Krugman: Getting Economists Wrong | Capital Gains and Games

Krugman: Getting Economists Wrong | Capital Gains and Games:

Samwick argues that economists missed the economic crisis because of empirical errors rather than due to ideological blinders. He argues that Krugman is wrong in saying that the Chicago School and related free-market fundamentalists caused the profession to miss the building problem. The economists Krugman criticizes are not the sort of mainstream Republican economists who advised the Bush administration. Krugman did not predict the banking system failure either. Many economists (including Krugman) were more concerned with a dollar collapse than with a financial collapse.

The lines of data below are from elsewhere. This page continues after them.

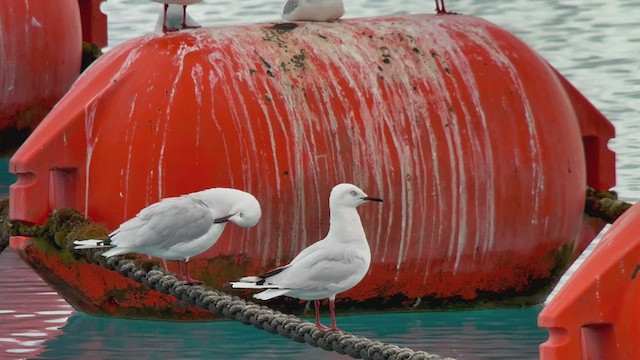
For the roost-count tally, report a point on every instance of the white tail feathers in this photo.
(91, 244)
(242, 284)
(270, 293)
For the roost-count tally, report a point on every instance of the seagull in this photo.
(178, 228)
(184, 4)
(441, 10)
(313, 10)
(328, 267)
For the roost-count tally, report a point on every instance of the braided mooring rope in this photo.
(261, 317)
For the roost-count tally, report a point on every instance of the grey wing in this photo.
(290, 6)
(164, 224)
(321, 264)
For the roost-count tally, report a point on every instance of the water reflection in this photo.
(30, 313)
(505, 334)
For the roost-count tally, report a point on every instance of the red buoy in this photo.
(41, 48)
(593, 316)
(472, 139)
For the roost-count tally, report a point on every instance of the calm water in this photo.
(594, 43)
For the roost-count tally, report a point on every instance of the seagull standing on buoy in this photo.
(440, 8)
(328, 267)
(184, 4)
(313, 10)
(179, 228)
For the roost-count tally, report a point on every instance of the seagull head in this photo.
(245, 211)
(349, 195)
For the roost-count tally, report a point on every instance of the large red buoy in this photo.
(594, 315)
(472, 139)
(40, 55)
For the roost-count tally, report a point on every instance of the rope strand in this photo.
(261, 317)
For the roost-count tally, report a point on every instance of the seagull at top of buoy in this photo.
(178, 228)
(184, 4)
(440, 9)
(328, 267)
(313, 10)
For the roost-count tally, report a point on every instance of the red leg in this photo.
(332, 310)
(184, 19)
(164, 19)
(180, 275)
(184, 16)
(318, 324)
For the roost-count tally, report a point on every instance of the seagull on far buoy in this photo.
(184, 4)
(440, 8)
(313, 10)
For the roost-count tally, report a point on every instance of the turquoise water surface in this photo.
(37, 324)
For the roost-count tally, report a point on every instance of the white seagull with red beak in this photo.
(184, 4)
(179, 228)
(330, 266)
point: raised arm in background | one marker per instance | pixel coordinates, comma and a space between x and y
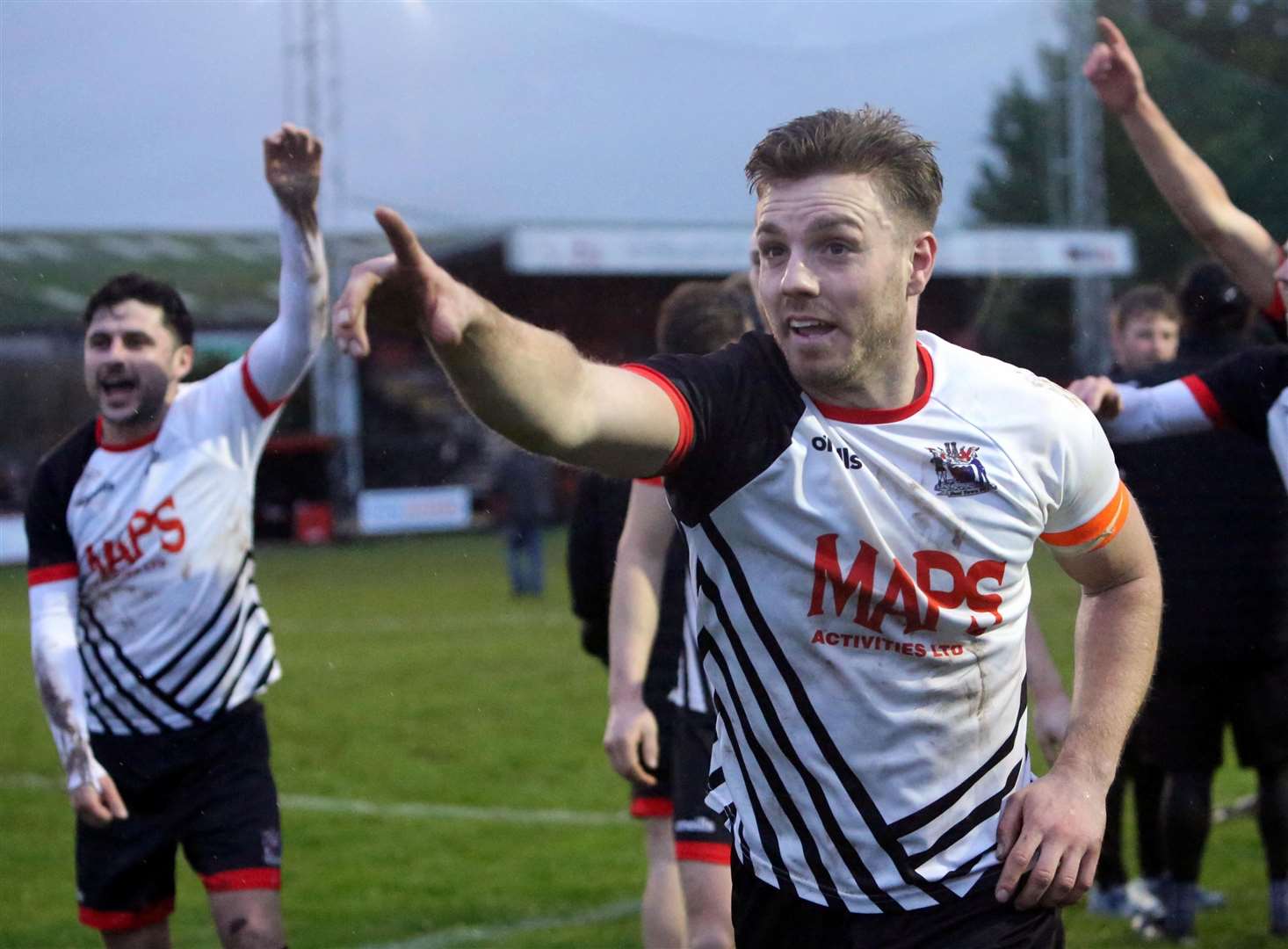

"Krugman's essay is written as if the failure of economists was a failure of the profession to correctly advise policy makers on what to do, either before the financial crisis or during and after the recession. I don't see the policy advice being given to recent Presidents as being too tainted by this controversy. The Chicago School may not be of much help in getting out of the recession quickly, but neither has it been at the center of policy making. Consider the recent members of the Council of Economic Advisers -- there is hardly a Chicago-school devotee in the mix. Presidents over the last two decades have been getting their advice from academic economists who generally believe that the government has a role to play in making up for weak demand during a recession. If we failed to provide good advice, it has nothing to do with our profession's internal disagreements."